Welcome back, Spring!




We say goodbye to winter this time of the year, and prepare our three acres of lawn and gardens for spring, summer and fall glory. To the right is one of the last remnants of winter, the arils (fleshy covered seed pods) of Burning Bush (euonymus alatus), which we keep contained to keep from becoming invasive. In designing our outdoor landscape, we look at each garden as an outdoor "room," which helps us to design the landscape around different themes. Our "Ashie's Garden," for example, is watched over by two life size cow statues, symbolic of the dairy business here in the lush Lebanon Valley, where the Inn is located. We think these scarlet arils foreshadow the trusses of hanging red and pink blooms of the bleeding heart (Dicentra spectabilis) that we grow in the same garden.

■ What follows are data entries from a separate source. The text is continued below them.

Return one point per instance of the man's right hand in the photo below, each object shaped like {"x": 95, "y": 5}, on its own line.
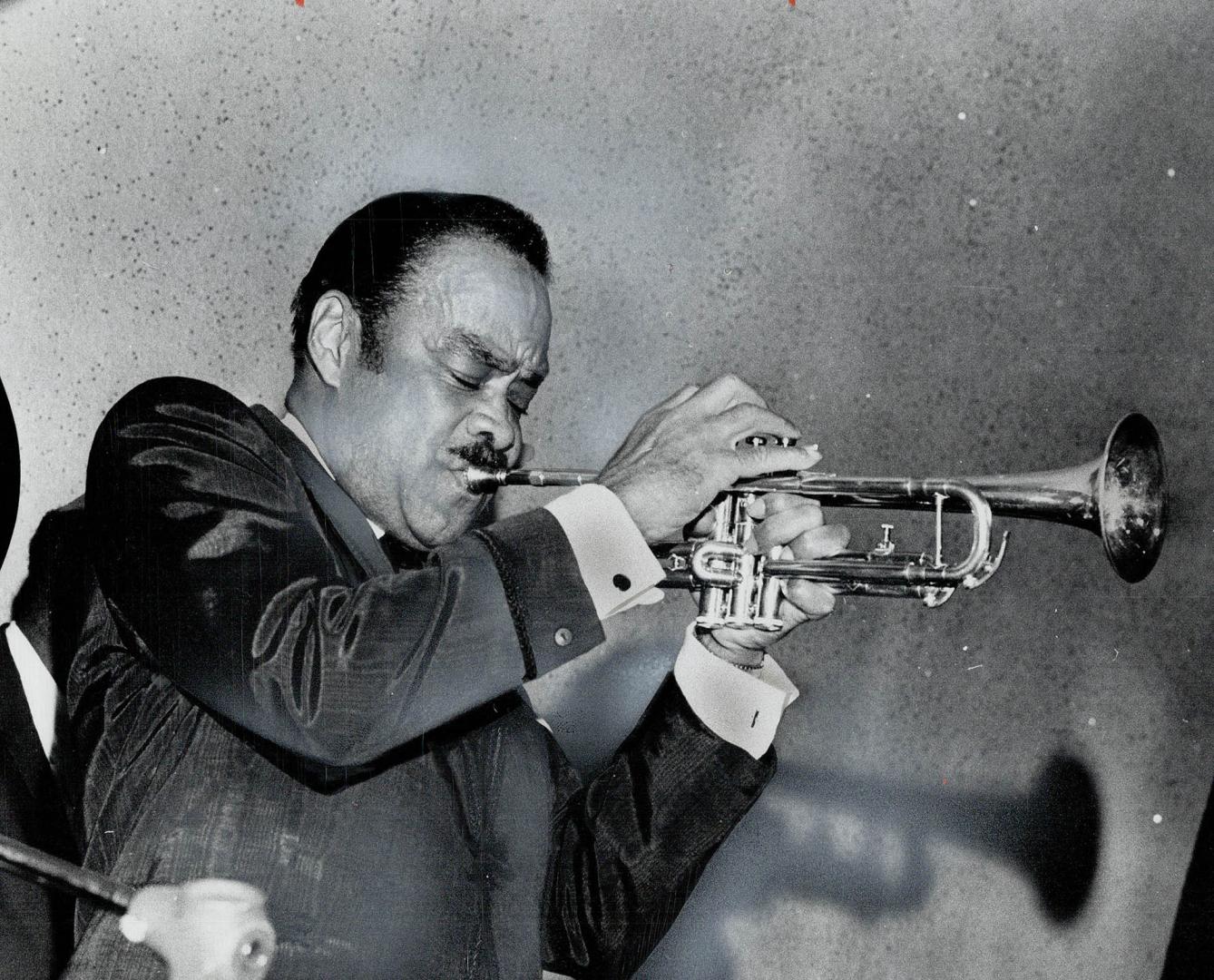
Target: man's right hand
{"x": 685, "y": 451}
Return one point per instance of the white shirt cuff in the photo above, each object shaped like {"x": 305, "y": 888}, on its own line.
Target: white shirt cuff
{"x": 743, "y": 707}
{"x": 617, "y": 566}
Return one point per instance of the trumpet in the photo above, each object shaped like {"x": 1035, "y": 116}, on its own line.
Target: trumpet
{"x": 1118, "y": 495}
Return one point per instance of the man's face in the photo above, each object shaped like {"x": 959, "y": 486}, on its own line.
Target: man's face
{"x": 463, "y": 355}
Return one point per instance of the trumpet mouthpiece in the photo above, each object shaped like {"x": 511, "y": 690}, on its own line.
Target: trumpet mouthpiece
{"x": 482, "y": 480}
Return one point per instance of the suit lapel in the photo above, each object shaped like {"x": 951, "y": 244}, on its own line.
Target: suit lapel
{"x": 344, "y": 515}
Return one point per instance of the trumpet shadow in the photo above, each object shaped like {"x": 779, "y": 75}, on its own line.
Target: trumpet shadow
{"x": 865, "y": 846}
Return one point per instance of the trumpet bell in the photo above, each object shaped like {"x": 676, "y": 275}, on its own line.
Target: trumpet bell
{"x": 1131, "y": 502}
{"x": 1118, "y": 495}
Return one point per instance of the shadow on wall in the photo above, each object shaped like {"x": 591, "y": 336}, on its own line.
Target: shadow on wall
{"x": 862, "y": 844}
{"x": 10, "y": 473}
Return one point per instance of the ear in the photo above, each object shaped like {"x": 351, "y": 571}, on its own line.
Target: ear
{"x": 331, "y": 337}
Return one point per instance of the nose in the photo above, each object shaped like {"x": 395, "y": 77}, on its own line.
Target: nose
{"x": 493, "y": 422}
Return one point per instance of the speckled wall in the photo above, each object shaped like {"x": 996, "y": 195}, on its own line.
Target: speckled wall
{"x": 948, "y": 237}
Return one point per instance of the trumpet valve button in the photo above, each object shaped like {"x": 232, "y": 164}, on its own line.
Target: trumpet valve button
{"x": 886, "y": 545}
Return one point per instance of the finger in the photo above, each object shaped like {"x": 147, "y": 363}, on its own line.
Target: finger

Our Romance Garden will have a new feature this spring, a beautiful fountain, which we have been working on over winter to prepare for its debut. Later this summer, plans are for a special garden wall for this area. Craig is hoping for a garden scale railroad for his birthday, which will be installed in one of our twelve specific garden areas. It will probably not go into the butterfly garden, as we don't want to scare away any of the hundreds of butterflies in that area.

At left, one of the first signs of spring in our gardens (in addition to the tulips, which have pushed up three inches of growth in the last two weeks (except for the ones dug up by our resident squirrel.)) This is a branch of silver maple (Acer saccharinum) in our Romance Garden showing buds getting ready to set its famous "helicopter seed pods," which are somewhat of a gardening issue, but managable!